The Clocktower

The Clocktower

The Clocktower

Beyond dispute the clocktower represents the town‘s landmark.

It reflects most the town‘s ambition for protection and authority. Constructed on the citadel‘s inner plateau and its forefront showing towards sunrise it had to protect the citadel‘s main entrance. At the same time there were based in the local council and the major, later on it was used as the city archive. This double function shows up the big accuracy being applied while constructing this tower: It seems very powerful and imposing , but in the same time festive and representative.

Built in the 14th century, the tower leaves a very picturesque effect with its double barbican (b.t.w. a very effective protection to control access through the citadel‘s main entrance), the machicolations, walls around and the look-out alleyway in front. This effect is even amplified through the presence of the 4 small turrets on the roof, symbolizing a very particular privilege of the town:
Punishing convicts, even with death sentence.

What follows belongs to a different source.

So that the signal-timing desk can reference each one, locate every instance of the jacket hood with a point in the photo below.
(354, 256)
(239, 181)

The construction consists of a pentagonal footprint with five floors, completed with a balcony in the topmost level and a roof in pyramidal shape. The overall height is 64 m, at which only the roof has 34 m.

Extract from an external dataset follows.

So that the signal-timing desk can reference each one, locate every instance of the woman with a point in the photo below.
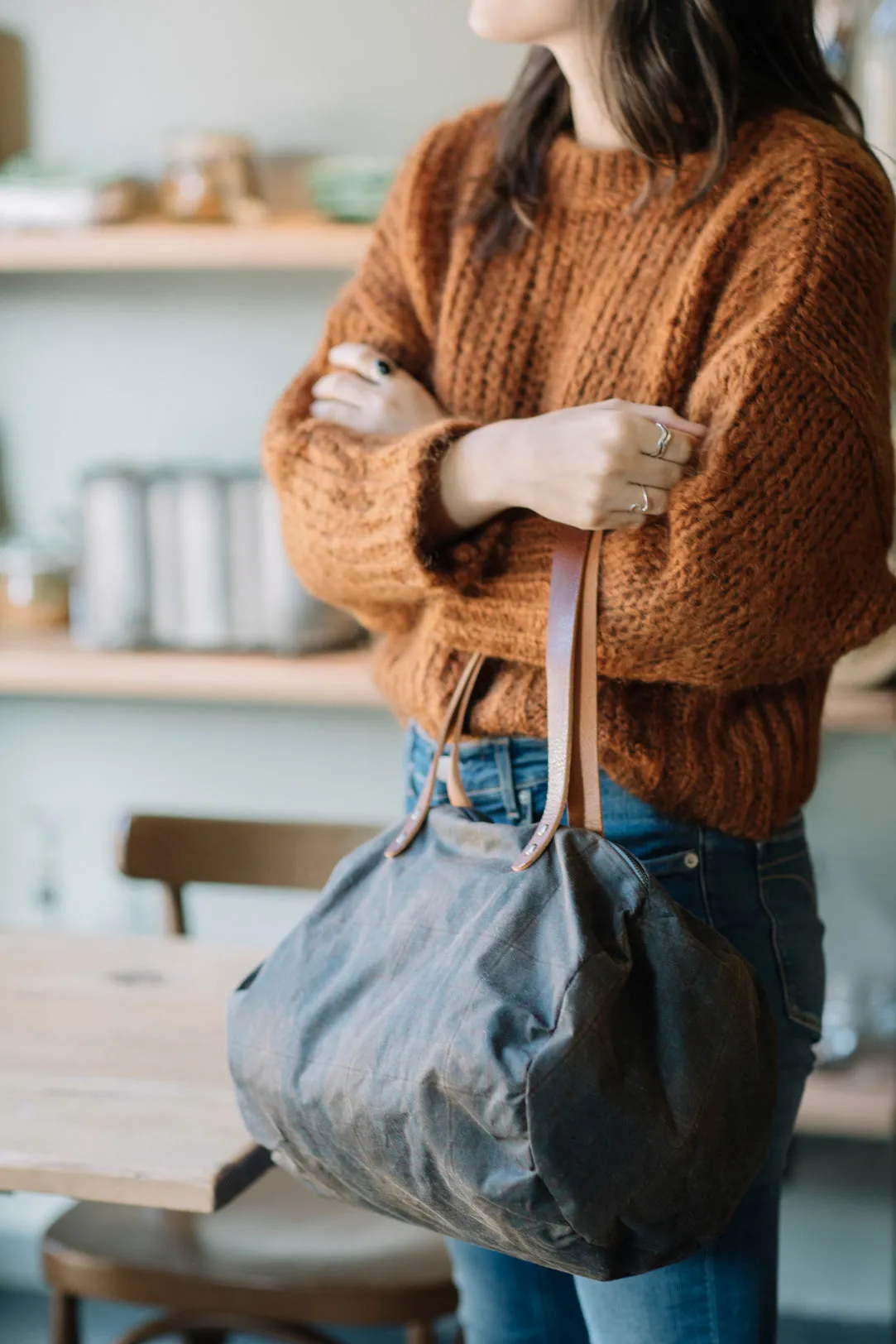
(648, 295)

The roof almost destroyed by fire on April 30, in 1676, has been reconstructed in 1677 by the master craftsmen Veit Gruber (Tirol), Phillip Bonge (Salzburg) and the carpenter Valentinus.

After a couple of repairs (1775, 1804) the last restoration is dating  from 1894. The old roof has been replaced with a roof made from color-varnished shingles. Thereby the two emblems and the inscription on the forefront (townside) were made .

The roof‘s baroque style is evident, towards the top it is intersected by a small floor housing lanterns. The steepletop is shaped by an imperial roof with two cupolas. Between each cupola there is a small floor housing a lantern.

In the middle of the 17th century the clocktower has been provided with a clock refurbished by Johann Kirschel. The clock‘s mechanical equipment represented the typical style of central european citadels at this time. Wooden figurines of 80 cm height showing pagan godheads personifying the weekdays: Diana, Mars, Mercury, Jupiter, Venus, Saturn and the Sun.They are attached to the two fore fronts, together with the figurines showing the legal autonomy and privilege for punishment (a.k.a. „jus gladii“).

The clock‘s actual mechanism dates from 1906 and representing a special order to the Swiss company FUCHS. It is mounted since April 1st 1906.

In 1964 the clock has been provided with an electrical engine by the craftsmen Konradt (father and son).The huge clock faces have got each a diameter of 2,40m.